To the extent that this hypothesis is proven to be correct, and repeats the processes at play in the 2013 election, what emerges is that although Australia enjoys the free speech of a multi-party democracy, discussion of climate change is not free from the influence of capital in the election process.
To the extent that the major donors to Labor and Coalition are dominated by mining and energy, it is in the interests of this industry to finance a political duopoly that encourages the closure of public debates that do not conform to its interests.
The winners in this process can be identified as a media-political-industrial complex. This complex is a kind of three-way protectorate, where each group looks after itself by looking after the other two.
Broadcasters and newspapers are winners as they generate large revenues at election time that is channelled to them by political parties from the donors.

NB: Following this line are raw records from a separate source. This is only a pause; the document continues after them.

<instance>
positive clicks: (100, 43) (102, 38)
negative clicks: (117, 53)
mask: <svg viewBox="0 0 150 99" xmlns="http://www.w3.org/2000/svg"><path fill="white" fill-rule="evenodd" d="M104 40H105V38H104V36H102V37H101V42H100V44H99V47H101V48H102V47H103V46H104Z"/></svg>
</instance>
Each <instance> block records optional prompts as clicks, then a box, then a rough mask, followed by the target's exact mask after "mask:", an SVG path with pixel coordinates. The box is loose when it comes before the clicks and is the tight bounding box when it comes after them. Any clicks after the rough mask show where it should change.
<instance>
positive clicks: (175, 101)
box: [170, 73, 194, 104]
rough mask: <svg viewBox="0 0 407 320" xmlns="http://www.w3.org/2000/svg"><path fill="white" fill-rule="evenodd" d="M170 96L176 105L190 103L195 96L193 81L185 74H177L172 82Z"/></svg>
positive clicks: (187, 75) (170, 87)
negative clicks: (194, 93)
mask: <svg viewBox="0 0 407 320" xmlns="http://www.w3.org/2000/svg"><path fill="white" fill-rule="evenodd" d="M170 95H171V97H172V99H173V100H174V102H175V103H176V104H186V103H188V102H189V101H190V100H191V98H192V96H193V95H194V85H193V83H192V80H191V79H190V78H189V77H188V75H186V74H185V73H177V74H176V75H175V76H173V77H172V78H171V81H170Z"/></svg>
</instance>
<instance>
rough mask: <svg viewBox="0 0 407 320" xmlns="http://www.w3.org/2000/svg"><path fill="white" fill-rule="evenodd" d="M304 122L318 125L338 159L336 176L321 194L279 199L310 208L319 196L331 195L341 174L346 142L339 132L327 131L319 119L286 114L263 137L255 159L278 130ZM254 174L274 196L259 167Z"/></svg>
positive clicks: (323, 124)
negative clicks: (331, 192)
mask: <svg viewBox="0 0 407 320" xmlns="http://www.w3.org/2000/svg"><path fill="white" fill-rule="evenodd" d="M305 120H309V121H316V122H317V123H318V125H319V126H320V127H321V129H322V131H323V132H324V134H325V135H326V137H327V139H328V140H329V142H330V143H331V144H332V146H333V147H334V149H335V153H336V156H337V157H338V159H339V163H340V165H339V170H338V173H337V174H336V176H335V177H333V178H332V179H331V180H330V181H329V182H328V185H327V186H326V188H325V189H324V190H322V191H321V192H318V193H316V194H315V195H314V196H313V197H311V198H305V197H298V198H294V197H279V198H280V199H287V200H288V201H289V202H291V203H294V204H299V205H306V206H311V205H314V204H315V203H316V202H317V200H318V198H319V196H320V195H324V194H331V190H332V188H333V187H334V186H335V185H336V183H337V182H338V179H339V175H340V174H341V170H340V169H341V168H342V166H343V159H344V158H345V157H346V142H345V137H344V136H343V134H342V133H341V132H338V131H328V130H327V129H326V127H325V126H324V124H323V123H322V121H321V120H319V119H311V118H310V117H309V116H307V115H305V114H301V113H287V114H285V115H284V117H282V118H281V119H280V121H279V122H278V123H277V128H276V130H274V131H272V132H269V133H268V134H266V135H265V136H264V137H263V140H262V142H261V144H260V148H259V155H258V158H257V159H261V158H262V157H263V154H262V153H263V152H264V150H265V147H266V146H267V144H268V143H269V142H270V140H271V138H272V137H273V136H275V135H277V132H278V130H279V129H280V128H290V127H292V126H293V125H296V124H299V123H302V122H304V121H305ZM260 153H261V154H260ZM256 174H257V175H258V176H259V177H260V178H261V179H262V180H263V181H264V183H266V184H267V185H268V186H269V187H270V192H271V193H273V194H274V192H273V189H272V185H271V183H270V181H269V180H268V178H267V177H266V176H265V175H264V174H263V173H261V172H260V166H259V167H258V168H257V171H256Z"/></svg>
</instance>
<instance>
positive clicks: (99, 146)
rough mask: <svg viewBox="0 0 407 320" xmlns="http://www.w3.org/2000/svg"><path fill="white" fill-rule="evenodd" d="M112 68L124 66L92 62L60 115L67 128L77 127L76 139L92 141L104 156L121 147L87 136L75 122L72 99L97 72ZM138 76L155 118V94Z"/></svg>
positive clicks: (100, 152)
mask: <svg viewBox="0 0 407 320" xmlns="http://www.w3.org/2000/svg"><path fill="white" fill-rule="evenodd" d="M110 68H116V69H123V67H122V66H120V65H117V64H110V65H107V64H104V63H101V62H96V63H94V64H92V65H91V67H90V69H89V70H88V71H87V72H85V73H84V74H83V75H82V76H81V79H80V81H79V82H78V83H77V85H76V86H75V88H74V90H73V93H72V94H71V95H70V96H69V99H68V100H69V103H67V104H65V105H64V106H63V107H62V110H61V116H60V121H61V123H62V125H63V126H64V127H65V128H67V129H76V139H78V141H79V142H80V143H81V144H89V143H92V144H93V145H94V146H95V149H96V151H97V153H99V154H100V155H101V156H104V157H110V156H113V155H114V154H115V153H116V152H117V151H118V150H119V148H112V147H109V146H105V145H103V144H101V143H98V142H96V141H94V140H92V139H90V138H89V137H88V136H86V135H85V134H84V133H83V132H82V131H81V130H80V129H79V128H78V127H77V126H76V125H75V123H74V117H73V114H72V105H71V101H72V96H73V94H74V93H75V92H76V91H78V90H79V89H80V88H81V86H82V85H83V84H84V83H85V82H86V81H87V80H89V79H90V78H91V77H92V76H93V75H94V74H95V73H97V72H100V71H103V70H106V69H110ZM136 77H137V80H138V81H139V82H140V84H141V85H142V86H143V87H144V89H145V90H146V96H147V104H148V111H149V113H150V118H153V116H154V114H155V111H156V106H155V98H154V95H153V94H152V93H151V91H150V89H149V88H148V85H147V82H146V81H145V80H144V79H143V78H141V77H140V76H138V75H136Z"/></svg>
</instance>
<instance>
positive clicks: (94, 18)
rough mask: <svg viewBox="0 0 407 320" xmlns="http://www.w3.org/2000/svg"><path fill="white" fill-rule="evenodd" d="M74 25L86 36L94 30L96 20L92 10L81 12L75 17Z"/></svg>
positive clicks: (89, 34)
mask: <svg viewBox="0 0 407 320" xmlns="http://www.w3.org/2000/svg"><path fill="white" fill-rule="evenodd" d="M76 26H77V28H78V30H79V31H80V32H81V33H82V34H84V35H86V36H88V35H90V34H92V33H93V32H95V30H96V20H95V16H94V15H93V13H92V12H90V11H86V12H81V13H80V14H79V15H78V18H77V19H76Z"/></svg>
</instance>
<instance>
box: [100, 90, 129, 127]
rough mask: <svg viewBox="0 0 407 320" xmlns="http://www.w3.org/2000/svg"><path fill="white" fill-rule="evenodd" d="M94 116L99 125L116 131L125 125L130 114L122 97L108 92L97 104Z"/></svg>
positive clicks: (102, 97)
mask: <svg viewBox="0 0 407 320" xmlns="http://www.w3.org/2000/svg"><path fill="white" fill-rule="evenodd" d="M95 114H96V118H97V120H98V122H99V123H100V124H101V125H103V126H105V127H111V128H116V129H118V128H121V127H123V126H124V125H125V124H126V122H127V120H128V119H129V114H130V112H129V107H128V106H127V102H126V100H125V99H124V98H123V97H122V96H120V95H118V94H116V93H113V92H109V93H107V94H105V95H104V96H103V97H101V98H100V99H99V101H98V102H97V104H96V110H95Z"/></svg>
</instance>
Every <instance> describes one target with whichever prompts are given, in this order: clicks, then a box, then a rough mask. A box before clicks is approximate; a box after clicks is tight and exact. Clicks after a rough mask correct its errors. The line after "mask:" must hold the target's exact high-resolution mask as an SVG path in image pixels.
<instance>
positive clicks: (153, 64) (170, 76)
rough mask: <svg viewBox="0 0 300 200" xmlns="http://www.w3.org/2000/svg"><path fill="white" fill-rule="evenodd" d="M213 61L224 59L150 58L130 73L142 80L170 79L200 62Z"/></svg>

Mining and energy companies are winners, as they are able to distract voters from climate change and reduce pressure on parties to decarbonise the economy and regulate against their activities.
The parties are winners as they only need to neglect climate change in return for millions of dollars in donations to their election campaigns.
The losers are the voters, who are not only forced to subsidise the political conditions that make their per-capita emissions four times higher than the global average, but also subsidise the conditions in which climate is taken off the public agenda.
The biggest losers are our grandchildren, who are going to inherit the climate mess created by the manipulative, influence-peddling mediocrity that plays out over three-year election cycles – and not just in Australia.